An Interview with Seema Khanji
Q: What was your first inkling that art was going to be an
important part of your life?
A: I won a local art competition when I was three years old and my work was displayed in a galleryfor people to see. Seeing how my work affected people and how it momentarily relieved them of their daily concerns by introducing them to a novel idea was a feeling that inspired me to take up art full-time.
Q: What was the earliest medium you worked with
A: The earliest medium i worked with were watercolours, but somehow I couldn't quite express myself very well with them. I feel the need for many colours layered on top of each other and that generally ruins the etheral quality of watercolour, so I switched to pastels which can be manipulated thouroughly.
Q: How does impressionism figure in your expression?
A: Impressisionism is my favourite art period. I love the idea of painting with your impressions and creating a painting which is pretty realistic also. Impressionism is pretty important in my art work, because like I said, I love using lots of colours to show exactly what I see.
Q: Have you consciously tried breaking free of some cliched
artistic expressions which might have plagued the works of the artists in your
I did nothing drastic consciously. I just went where my pastel took me . I always liked a certain style and thats what im trrying to reach. I'm not tryng to break free of any artistic quicksand.
Q: Do you think your culture influenced your artistic style?
A: No, i dont think it did, my style is not ethnic in the least.
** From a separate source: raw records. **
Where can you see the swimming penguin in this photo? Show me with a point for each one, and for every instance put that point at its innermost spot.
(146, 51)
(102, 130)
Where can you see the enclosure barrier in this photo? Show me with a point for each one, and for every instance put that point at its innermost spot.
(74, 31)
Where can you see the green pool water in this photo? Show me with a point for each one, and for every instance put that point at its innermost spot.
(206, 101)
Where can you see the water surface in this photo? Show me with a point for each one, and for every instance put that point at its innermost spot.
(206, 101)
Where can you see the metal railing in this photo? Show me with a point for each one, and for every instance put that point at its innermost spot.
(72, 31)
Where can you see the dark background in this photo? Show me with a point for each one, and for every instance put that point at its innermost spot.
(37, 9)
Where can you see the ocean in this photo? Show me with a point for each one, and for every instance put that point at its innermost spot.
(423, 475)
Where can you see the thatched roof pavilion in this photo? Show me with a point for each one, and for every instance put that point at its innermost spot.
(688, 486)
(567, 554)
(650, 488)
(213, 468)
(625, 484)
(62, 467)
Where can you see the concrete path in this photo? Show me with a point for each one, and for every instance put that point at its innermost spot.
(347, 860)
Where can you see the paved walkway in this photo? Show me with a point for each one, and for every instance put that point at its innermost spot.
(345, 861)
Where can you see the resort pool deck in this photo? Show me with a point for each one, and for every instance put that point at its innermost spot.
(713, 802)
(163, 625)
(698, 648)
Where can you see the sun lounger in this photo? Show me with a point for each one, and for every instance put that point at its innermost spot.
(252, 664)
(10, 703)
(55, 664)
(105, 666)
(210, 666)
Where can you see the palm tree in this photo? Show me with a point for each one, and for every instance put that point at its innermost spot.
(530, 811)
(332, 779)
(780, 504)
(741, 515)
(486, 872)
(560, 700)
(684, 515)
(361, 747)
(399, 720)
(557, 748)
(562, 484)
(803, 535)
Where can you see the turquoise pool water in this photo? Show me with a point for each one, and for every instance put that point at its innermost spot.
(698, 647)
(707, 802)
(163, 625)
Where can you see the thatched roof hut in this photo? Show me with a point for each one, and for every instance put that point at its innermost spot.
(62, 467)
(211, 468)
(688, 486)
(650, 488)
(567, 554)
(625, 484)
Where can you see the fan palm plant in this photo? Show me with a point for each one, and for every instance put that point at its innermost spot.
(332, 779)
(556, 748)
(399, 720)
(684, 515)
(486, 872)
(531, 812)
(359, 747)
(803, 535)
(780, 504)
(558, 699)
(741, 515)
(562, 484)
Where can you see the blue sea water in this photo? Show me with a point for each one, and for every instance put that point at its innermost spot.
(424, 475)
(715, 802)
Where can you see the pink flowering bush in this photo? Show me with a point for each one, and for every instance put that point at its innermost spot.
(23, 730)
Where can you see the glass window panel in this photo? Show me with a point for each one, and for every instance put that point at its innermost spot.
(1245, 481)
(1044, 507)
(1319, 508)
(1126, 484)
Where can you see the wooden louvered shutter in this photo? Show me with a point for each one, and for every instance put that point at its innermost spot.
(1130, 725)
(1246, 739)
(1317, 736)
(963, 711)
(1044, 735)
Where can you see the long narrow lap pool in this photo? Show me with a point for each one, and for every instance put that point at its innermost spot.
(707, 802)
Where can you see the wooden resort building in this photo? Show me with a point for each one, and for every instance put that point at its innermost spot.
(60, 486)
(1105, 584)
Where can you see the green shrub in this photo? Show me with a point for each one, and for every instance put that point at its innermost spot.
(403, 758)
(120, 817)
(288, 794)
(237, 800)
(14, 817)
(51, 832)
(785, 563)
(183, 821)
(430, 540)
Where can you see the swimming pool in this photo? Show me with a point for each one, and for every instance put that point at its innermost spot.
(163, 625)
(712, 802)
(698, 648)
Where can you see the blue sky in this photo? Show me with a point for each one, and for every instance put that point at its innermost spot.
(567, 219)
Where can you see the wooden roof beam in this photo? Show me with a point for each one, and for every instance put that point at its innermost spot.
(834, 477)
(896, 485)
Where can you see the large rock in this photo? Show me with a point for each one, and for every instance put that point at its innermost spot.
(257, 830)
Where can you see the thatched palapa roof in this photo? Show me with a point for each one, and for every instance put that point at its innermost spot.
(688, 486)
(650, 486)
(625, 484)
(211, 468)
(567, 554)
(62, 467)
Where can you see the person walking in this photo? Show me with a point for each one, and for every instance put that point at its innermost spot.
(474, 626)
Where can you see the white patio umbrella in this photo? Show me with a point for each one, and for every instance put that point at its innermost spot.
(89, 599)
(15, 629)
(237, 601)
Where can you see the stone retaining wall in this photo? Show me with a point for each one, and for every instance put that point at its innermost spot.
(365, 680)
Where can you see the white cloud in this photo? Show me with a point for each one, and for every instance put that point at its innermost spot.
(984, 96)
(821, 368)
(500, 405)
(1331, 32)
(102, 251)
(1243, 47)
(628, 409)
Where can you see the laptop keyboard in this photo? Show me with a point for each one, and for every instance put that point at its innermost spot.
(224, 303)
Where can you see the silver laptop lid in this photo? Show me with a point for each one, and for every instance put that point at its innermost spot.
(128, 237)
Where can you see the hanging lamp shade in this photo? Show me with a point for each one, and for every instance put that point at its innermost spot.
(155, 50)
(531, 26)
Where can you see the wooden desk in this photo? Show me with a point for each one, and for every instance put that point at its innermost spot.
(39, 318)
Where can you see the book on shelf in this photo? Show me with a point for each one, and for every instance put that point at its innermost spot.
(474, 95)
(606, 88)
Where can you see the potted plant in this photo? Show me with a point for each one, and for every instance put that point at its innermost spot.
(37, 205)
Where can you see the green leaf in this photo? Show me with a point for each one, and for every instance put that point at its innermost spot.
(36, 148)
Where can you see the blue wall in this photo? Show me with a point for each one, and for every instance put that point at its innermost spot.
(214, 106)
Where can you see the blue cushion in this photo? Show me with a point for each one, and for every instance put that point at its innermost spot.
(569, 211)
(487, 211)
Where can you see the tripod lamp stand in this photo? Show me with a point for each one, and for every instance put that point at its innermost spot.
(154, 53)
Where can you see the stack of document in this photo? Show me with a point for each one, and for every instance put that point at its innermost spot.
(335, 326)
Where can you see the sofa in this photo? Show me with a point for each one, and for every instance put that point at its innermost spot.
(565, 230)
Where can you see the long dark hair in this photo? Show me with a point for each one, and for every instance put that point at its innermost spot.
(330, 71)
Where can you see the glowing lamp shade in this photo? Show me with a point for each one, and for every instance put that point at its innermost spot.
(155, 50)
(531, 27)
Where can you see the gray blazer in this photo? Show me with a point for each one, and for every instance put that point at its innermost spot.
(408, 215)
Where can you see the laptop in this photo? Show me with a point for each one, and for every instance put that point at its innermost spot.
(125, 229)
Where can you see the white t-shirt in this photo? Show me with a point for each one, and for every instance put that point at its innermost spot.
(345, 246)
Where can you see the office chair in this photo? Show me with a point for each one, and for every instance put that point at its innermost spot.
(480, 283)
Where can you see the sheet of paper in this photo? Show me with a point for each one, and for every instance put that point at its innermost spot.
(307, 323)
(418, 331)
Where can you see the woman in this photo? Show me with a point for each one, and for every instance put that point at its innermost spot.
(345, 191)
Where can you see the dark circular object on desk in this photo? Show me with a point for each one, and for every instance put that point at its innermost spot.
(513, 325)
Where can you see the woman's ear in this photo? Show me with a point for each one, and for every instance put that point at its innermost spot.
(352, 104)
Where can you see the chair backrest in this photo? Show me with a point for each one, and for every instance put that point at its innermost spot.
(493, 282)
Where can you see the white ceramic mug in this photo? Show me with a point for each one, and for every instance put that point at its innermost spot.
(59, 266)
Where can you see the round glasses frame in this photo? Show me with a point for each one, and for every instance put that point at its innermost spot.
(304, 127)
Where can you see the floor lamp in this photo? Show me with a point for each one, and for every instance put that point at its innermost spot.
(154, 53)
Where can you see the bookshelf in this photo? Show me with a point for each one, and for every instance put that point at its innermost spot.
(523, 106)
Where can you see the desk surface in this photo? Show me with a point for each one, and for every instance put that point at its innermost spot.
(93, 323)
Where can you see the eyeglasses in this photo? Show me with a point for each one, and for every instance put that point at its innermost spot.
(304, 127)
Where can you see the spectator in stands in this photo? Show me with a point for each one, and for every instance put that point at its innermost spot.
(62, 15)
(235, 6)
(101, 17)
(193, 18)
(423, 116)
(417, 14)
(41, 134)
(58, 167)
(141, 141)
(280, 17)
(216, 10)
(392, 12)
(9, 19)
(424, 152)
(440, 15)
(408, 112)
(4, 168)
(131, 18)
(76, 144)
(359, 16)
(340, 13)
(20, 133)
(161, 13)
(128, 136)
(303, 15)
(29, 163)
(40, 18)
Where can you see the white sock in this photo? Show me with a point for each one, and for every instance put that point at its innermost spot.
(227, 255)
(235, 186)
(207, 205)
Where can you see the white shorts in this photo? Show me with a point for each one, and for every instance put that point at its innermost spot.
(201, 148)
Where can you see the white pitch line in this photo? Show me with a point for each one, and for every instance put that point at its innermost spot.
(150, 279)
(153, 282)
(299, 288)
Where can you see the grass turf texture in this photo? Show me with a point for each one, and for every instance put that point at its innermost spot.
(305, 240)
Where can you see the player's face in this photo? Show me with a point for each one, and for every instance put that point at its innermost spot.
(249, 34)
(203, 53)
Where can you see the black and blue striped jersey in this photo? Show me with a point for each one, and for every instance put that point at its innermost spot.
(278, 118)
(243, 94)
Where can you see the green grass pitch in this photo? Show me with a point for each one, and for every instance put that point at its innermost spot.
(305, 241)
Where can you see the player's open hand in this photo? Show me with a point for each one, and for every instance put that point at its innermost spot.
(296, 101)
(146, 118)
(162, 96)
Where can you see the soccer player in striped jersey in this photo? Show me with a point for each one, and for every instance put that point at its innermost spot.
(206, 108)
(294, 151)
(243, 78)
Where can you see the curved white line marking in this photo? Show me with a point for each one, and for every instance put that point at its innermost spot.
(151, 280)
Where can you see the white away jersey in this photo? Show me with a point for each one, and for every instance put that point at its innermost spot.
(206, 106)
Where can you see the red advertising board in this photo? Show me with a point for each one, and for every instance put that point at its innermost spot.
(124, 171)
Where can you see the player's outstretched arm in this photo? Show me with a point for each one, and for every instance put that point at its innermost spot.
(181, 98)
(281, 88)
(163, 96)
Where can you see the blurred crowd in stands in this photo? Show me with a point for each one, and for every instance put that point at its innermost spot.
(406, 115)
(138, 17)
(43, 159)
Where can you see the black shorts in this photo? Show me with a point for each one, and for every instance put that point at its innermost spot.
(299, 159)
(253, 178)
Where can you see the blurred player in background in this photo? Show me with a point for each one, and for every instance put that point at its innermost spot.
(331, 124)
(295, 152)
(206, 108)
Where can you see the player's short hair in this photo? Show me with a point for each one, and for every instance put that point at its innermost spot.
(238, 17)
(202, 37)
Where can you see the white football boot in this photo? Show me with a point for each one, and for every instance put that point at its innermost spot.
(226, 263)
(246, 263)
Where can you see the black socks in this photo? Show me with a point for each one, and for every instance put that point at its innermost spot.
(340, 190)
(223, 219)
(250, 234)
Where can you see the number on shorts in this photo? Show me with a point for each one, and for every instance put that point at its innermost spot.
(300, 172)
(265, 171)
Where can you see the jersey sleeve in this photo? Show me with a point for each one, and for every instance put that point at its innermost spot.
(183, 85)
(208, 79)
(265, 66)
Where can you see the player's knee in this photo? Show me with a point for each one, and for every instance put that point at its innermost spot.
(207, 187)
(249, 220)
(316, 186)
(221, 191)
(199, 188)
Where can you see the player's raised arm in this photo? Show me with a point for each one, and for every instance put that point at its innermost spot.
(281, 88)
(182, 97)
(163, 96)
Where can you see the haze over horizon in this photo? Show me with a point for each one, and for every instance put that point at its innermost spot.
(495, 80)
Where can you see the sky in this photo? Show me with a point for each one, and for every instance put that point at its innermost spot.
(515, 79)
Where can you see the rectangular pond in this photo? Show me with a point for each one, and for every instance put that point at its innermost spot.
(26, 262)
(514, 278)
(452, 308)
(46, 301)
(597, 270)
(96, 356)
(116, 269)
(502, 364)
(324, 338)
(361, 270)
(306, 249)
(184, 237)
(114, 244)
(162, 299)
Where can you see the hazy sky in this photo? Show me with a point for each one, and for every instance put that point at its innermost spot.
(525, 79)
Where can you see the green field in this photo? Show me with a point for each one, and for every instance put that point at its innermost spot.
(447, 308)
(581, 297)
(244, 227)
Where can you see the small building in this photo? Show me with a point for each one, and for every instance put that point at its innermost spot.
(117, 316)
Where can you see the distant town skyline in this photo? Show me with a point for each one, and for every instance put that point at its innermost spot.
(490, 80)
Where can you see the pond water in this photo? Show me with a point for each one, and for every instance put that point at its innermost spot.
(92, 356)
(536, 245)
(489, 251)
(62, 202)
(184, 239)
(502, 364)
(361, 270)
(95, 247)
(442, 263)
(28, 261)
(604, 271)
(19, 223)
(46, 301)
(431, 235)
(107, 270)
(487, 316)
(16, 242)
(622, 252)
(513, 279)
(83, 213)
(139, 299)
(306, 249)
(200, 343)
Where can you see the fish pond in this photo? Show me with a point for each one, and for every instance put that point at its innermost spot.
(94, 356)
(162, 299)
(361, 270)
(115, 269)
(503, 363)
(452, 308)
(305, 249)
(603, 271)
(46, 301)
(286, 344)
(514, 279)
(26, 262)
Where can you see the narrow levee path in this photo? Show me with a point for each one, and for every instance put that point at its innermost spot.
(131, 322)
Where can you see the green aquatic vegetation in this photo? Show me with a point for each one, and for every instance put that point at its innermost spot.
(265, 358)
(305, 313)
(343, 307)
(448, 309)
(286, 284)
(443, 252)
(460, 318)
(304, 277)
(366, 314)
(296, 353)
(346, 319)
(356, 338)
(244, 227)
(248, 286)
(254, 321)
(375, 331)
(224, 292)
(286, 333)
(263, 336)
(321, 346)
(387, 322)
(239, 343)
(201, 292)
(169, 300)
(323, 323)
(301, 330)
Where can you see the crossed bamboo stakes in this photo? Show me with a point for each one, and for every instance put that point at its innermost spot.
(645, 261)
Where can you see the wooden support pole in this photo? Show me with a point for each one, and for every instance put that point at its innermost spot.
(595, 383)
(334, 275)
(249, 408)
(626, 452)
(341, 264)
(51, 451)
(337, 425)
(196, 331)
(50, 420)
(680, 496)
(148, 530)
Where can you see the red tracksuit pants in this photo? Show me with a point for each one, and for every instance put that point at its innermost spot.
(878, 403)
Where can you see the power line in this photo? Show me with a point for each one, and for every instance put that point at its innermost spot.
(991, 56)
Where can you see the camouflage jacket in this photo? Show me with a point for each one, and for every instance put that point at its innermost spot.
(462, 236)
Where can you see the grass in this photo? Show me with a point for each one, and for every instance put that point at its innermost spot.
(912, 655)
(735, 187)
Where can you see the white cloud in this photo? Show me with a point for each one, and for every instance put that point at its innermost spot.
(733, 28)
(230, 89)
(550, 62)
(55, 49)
I like to think of it as being rather detached from cultural subjectivity.
Q: Did it propagate your love for a certain medium?
A: Not really. I don't think theres any particular medium that you can say is pakistani. I love using pastels because they're so utilitarian. you can go in and erase and change the whole thing.they're also very diverse, they can look alot like oil paintings.and you can use soft pastels or hard, or even pastel pencils. And with the bit of water they become like watercolours
Q: Was the Karachi society supportive and understanding of your vocation?
yes, i think pakistan is beginging to appreciate the arts alot more,. there are more institutions, exhibitions etc, than there were before. and alot of different art styles are being recognzed as opposed to just the very realistic styles/
Q: Does a limited budget impose any major restrictions on u're style?
Yes, it often does. But i have learnt to innovate with the materials that I am able to afford, and this often leads to far more satisfactory results than those achieved by more expensive materials.
Q: Does your experience with limited artistic resources inspire you to perpetuate a better standard of artistic provision for the budding artists in your community?
A: Yes, i would like to have some sort of artistic creativity center or something. I mean if you want to take pottery classes or dance lessons or learn yoga, or zen or anythign very seriously you have to look for the right teacher and sometimes even that is not available. There should be some place or some organisation which brings all these people together as a resource for those who cant find what they need.